Yok!.Gidelim artık.  Haa…Nuriye gelsene bize. Yarın devk yapacağız. Bizde kalırsın bu gece.Sabah kalkarız. Kahvaltı ederiz beraber. Yardım edersin bana. Malum senin devkın meşhurdur. Valla hamur açamıyorum artık. Cemiyl tutturdu illa devk yapalım diye…

--Olur.

-Hammed sen de gel istersen. Kağıt oynarız. Yarın iş yok nasıl olsa. Seni şöyle bi güzel yeneyim.

--Olur. Bak bir şeyine oynarız ama.

--Canın ne isterse. Bana abu abdalla derler…Cemiyl efendi..Korkacağımı mı zannediyorsun.Sahi Saliha’nın düğünü ne zaman?

--Valla önümüzdeki hafta. Kış  mış dediler amma. Yazın salon bulunmuyor biliyorsun. Bulunsa bile çok pahalı. Damadında maddi durumu malum. Rica ettiler. Olsun dedik. Ne yapalım gelebilen gelir artık.Düğüne bekleriz tabiii.Bak tüm “megeline” de söyle ha..(Di kuuum yeee …Kum  intik u megelik!)Malum kış günü hepsine ulaşamıyoruz…

--Saliha sen gelmiyor musun? Gel sen de istersen. Yanlız kalıp ne yapacaksın!?

--Yok. Dayı ben gelmeyeyim. Siz gidin.

--Hadi gidiyoruz o zaman. Saliha sobaya kömür atmayı unutma ha..Tamam mı kızım?

--Tamam anne merak etmeyin.Meraaak etmeyiiin.Hadi güle güle…

--Oooo lodosta varmış vallahi…Bayağı kar yağmış. Neyse vardık işte…Çay yapar içer ısınırız şimdi..

--Amaaaan Hammed sen de.Bıkmadın bu çaydan daha yeni içmedik mi? Her yerde çay.Yeter be!...

---Olsun.Olsun.Koy sen çayı.Demle.Siz uyursanız biz koyarız çayımızı. Öyle değil mi? Cemiyl.

Ertesi gün öğlene doğru devkler yendi bir güzel…

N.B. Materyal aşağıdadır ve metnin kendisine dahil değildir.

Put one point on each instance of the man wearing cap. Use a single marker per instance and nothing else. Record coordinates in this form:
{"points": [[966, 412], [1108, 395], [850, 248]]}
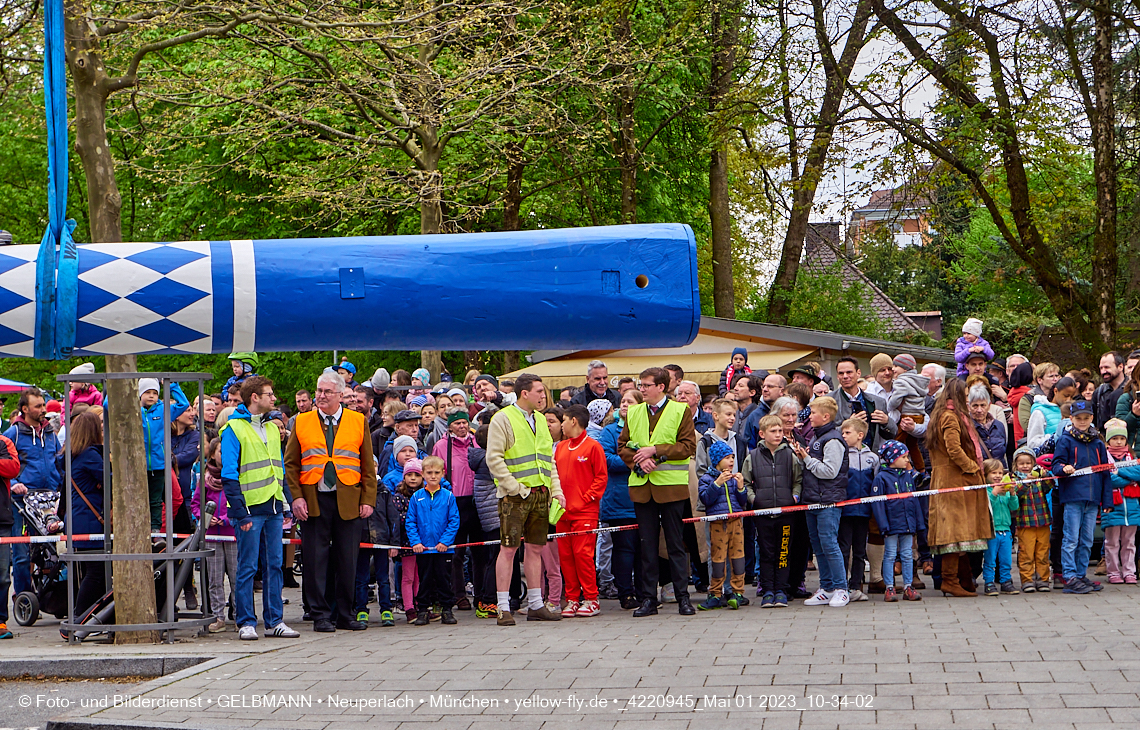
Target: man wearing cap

Öğlenden sonra doğru evlerine döndüler. Hammed ve Hecciye…

Kapıya vuruyorlar. Kapı duvar. Gündüz vakti ne uykusu bu  Allahaşkına. Saliha uyuyorsa uyanmaz biliyorsun Nuriye. Anahtar alma adeti de yok tabii…

-Yok canım o kadar da değil. Komşuya gitmiştir belki. Bekleyelim gelir belki.

-Çok soğuk hanım, bekleyemem valla.

Yaklaşık 10 dakika kapıya vurduktan sonra. Komşu çocuğunu duvardan atlatıp kapıyı açtırdılar.

---Oooo bayağı is olmuş. Çok kötü kokoyor. Soba mı söndü acaba? Saliha hala uyuyor.

Hammed dedim sana bu kızın uykusu çok ağır diye. Kızım kalksana…Huuu…Yarım saattir kapıya vuruyoruz. Uyanamadın. Kalk.

Kalk.Kalk.Kızıım.Saliha.Salihaaa.Salihaaaaaaaaaaa.

Ihiıhiıhi….

Ve Saliha halen uyanmadı. Hatta bir daha uyanmadı.

Yıl: Bindokuzyüzbilmem kaç.

Yer: Mardin Bilmemne mahallesi.

Böyle acıları yaşamak istemiyorsanız, Önce sigarayı bırakarak kendi bacanızı sonra evinizin bacasını temizleyin veya temizletin.